As Hurricane Irma barrels through the Caribbean and onwards to the Southeastern U.S., the relief effort is still underway in Texas after hurricane Harvey devastated Houston. A former Anchor Point resident, who now lives on the southwest corner of the city, spent three days responding to the disaster. Now that the waters have receded, he doesn’t want Alaskans and the rest of the country to forget about the mountain of work left to do.

Chase McKinney grew up in Anchor Point and graduated from Homer High School. He left Alaska to go to college and eventually settled in Houston, where he also brought his love for the outdoors.

McKinney and his friend Israel Lopez recently started an outdoors enthusiast group called Madmen Xtreme, aimed at sharing their passion through videos online.

“We’ve been making these videos, we’ve been going outdoors, we’ve been fishing, we’ve been camping, really just to show people how easy it is,” McKinney explained. “We never thought we were going to get out and save lives when we started it.”

McKinney said when Harvey hit Houston little under two weeks ago, he waited it out for about two days. The Sunday morning after the storm hit, he said his home in a southwestern suburb got by mostly unscathed.

“I wasn’t affected by the flood at all. I’d already been paid forward. So, I just thought I needed to go out and help the people that were in a little more dire straits than I was,” McKinney said. “That’s when I called Israel and I said, ‘Hey, let’s get the boat, let’s get out.’”

After a few hours of driving, going up and down streets just trying to find which roads were passable, both Lopez and McKinney got to their boat and started motoring through neighborhoods.

Chase McKinney and Israel Lopez rescue families in Houston after Hurricane Harvey.
Credit Courtesy of Chase McKinney

McKinney said he was blown away by the community’s response.

“It was all organized by civilians. Civilians organized the boats, civilians organized the checkpoints, civilians organized the shuttles.  Civilians organized where people were going to go in the shelters,” he noted. “It was all done Monday and Tuesday by a gigantic civilian presence.”

Over three days, they pulled about 120 people from their homes all while filming their efforts on a GoPro camera.
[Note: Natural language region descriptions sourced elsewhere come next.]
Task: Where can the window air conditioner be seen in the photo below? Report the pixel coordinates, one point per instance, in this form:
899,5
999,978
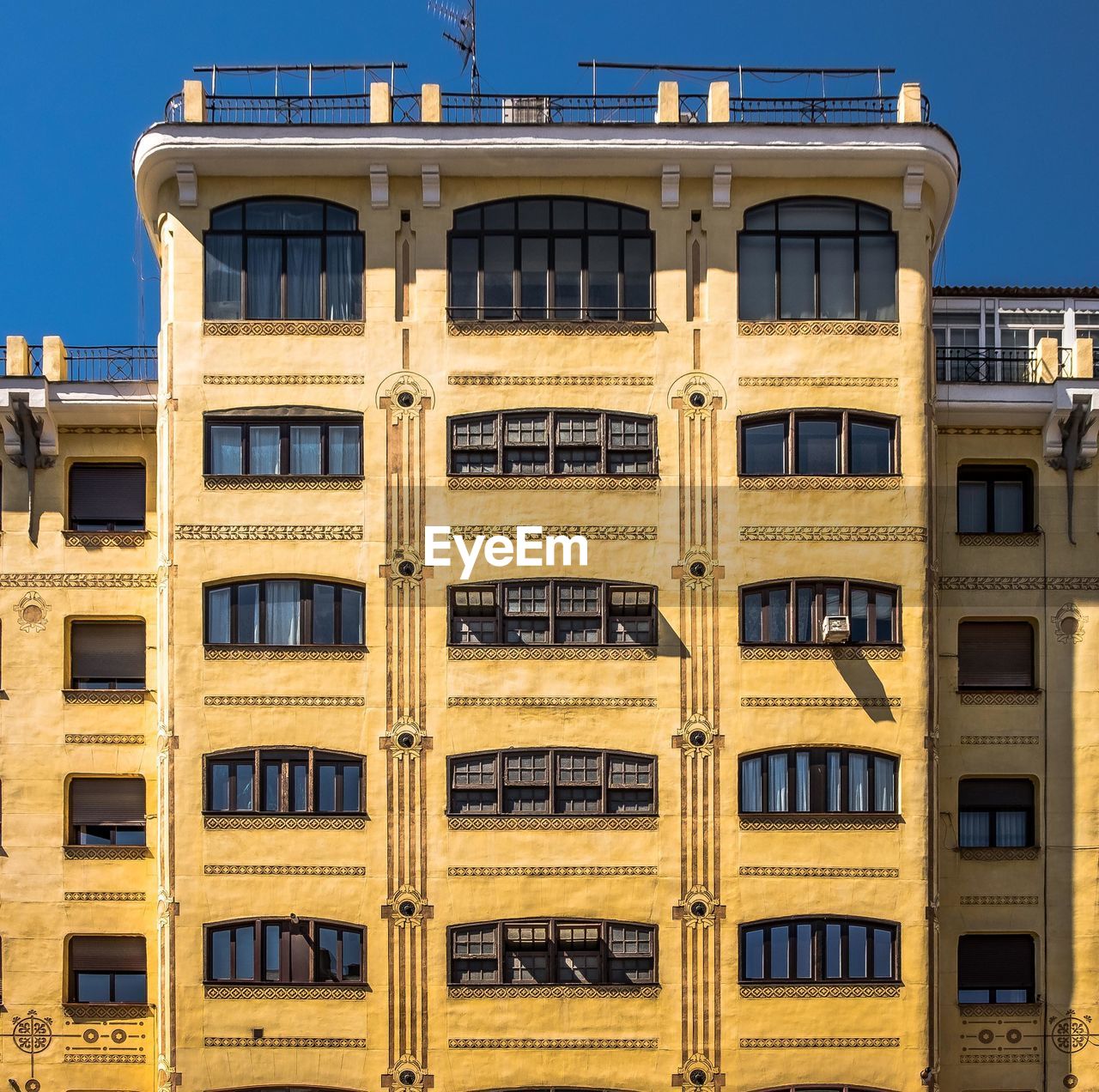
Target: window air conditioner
835,629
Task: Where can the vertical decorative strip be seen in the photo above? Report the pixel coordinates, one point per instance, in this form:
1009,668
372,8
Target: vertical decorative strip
698,397
404,397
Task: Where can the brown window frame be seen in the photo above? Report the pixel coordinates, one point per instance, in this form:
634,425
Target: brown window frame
790,419
819,585
817,924
553,445
554,949
553,613
553,782
307,926
259,757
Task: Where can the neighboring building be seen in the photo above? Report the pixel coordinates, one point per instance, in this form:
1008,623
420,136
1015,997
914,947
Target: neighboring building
733,806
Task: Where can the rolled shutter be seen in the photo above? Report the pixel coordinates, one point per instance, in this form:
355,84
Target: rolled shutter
996,655
106,492
108,954
106,801
109,649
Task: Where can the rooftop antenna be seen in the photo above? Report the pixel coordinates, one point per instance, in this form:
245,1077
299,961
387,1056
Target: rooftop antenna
465,39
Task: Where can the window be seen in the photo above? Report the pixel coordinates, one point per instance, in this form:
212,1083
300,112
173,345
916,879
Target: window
811,442
565,442
283,950
997,970
817,258
106,812
285,781
998,499
553,612
996,812
106,969
552,782
820,949
996,656
108,655
793,612
286,443
565,258
817,780
283,258
538,951
283,613
106,497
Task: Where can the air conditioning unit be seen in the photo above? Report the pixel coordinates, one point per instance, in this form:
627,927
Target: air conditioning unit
525,110
835,629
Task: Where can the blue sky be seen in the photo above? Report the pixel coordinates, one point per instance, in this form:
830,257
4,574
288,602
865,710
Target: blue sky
1015,82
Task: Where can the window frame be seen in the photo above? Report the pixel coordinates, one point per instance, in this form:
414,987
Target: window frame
585,235
553,949
605,588
778,234
244,422
817,923
305,612
313,927
604,417
553,784
325,233
819,584
790,417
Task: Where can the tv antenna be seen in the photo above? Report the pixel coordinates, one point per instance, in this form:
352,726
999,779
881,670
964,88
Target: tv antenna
465,39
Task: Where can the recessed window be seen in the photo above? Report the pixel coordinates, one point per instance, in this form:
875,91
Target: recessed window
811,442
997,499
996,969
283,950
808,258
541,951
793,612
540,258
996,812
270,780
295,445
553,442
820,949
106,497
996,656
817,780
283,258
106,812
565,781
553,612
108,656
285,613
108,970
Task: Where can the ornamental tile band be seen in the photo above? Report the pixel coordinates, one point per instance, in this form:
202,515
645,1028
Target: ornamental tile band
850,533
270,532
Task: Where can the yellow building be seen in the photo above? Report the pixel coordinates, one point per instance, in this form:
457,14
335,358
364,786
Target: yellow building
720,792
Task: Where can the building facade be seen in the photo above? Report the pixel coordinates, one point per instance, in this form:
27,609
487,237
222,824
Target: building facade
774,786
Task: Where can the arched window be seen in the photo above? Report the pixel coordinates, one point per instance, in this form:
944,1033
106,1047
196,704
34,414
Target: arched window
817,258
820,611
820,949
541,951
283,613
283,258
563,258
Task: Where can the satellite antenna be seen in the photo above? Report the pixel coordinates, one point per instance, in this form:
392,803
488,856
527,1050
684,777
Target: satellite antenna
465,39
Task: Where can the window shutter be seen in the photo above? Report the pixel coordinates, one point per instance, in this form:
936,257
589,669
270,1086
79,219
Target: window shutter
108,954
106,801
106,491
109,649
996,655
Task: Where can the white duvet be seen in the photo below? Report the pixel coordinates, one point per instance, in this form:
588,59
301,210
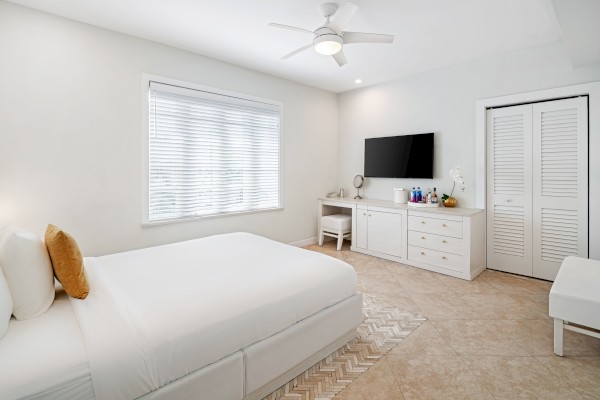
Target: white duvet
158,314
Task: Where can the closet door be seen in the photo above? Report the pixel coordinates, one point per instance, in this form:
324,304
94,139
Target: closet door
560,184
509,202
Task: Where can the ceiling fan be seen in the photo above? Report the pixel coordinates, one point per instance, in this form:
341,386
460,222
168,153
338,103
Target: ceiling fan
329,38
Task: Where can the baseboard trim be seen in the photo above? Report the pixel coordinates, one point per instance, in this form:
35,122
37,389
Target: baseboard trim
305,242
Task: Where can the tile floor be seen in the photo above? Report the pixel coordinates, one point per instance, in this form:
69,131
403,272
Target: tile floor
486,339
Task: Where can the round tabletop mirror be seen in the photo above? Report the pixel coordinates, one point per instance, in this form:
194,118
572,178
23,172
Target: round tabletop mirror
359,181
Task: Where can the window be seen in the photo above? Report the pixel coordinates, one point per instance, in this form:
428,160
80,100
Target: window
210,154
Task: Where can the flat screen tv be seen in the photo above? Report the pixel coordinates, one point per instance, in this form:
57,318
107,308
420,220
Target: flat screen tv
408,156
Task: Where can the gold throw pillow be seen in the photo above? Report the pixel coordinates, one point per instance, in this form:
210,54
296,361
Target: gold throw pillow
67,262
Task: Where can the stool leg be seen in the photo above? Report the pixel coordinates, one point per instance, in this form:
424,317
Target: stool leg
558,336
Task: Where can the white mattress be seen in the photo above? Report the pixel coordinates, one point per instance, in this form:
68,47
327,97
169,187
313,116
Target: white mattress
170,310
45,357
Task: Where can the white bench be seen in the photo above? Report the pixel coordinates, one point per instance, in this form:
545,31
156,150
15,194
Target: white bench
575,299
336,225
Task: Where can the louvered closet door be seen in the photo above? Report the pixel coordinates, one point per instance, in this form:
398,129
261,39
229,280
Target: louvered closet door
509,209
560,190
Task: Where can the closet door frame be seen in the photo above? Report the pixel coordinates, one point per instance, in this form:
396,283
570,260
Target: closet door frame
592,90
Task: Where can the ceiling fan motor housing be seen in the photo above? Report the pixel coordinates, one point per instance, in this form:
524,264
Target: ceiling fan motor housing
328,9
327,41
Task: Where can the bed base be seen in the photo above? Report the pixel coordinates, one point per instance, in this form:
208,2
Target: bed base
228,378
300,368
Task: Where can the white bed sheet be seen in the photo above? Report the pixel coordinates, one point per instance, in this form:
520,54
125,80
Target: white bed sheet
45,357
174,309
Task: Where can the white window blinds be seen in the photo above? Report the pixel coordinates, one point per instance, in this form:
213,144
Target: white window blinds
211,154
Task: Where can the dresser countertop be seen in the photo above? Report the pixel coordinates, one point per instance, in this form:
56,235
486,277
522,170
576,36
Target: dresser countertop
458,211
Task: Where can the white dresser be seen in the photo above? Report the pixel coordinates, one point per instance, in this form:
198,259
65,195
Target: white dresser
450,241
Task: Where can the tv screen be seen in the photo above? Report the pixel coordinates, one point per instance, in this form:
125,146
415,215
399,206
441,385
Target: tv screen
409,156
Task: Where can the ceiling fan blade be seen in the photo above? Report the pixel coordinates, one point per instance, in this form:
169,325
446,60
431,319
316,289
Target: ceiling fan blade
359,37
342,16
290,28
340,58
293,53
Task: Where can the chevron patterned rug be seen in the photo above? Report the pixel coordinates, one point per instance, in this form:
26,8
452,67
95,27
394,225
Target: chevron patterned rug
383,328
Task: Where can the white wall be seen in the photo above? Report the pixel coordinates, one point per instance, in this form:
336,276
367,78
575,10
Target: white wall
70,134
443,101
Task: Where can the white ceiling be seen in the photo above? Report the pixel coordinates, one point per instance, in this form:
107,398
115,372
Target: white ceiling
429,33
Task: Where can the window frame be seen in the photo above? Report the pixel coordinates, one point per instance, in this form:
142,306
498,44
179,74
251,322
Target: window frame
236,96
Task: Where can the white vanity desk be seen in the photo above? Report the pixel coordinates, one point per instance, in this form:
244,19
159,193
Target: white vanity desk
450,241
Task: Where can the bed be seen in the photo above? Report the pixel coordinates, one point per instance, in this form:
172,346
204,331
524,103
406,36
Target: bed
225,317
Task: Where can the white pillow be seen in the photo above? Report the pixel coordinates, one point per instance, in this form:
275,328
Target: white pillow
28,272
5,305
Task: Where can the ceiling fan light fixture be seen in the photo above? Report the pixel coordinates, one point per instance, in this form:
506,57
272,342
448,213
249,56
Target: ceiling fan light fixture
328,44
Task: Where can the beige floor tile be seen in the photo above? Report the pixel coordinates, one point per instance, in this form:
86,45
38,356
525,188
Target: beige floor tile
480,340
479,285
376,284
444,305
505,306
378,383
481,337
436,377
582,373
420,281
515,284
537,337
424,340
400,299
519,378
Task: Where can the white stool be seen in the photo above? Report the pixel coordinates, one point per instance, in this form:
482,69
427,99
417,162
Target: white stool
575,298
338,226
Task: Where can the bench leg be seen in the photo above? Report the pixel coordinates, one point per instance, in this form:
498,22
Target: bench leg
558,336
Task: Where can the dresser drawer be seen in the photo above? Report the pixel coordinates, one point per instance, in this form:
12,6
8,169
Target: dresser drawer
450,261
436,226
445,244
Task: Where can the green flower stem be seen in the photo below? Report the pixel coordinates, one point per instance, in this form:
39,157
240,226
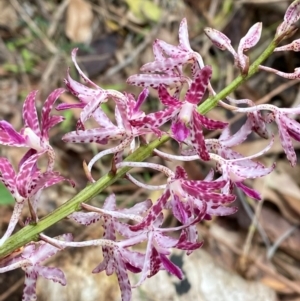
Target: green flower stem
31,232
212,101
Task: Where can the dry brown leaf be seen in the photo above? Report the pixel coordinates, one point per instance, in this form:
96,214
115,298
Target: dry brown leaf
250,148
276,226
286,186
79,21
276,285
8,15
270,195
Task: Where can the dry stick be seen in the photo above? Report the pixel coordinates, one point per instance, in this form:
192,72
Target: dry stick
292,285
57,17
113,70
50,46
251,215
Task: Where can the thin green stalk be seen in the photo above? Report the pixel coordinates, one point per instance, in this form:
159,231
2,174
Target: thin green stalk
31,232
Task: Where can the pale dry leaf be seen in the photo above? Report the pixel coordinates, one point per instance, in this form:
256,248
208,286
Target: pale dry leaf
275,284
204,280
79,21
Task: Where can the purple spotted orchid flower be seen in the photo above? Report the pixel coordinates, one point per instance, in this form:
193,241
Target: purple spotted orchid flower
188,122
288,128
167,68
27,185
188,199
30,259
221,41
33,135
131,123
117,257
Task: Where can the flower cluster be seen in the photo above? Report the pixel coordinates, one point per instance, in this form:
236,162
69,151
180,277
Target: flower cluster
189,201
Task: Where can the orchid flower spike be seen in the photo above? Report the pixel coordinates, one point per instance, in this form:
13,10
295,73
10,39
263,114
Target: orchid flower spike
221,41
33,135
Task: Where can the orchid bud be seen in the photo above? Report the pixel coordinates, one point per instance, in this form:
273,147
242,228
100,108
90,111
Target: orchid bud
292,13
251,38
294,46
219,39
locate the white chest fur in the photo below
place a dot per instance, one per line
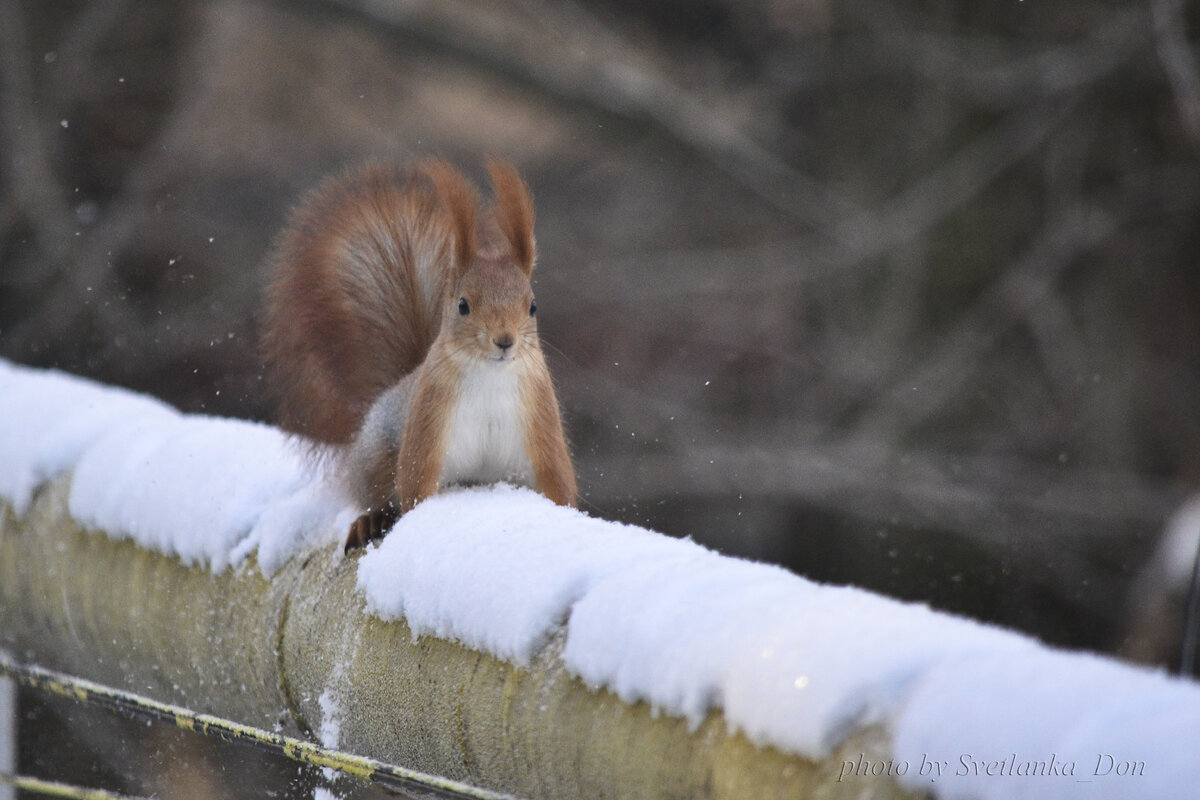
(486, 439)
McKinney uploaded those videos to his Facebook, and people back home in Alaska started asking how they could help. Soon, a crowdsourcing account was set up for donations through GoFundMe.

After about a week of fundraising, they’re about $500 shy of their $3,000 goal. McKinney said all of the funds raised have gone directly towards supplies.

“To the families that need goods or wares or whatever they need, cleaning supplies,” McKinney said of the supplies they’ve purchased with donations. “We’re going to the store and we’re buying those things, and we’re hand delivering that to the people who need it.”

Both McKinney and Lopez say they will continue delivering those supplies and helping Texans put their lives back together so long as the funds keep rolling in.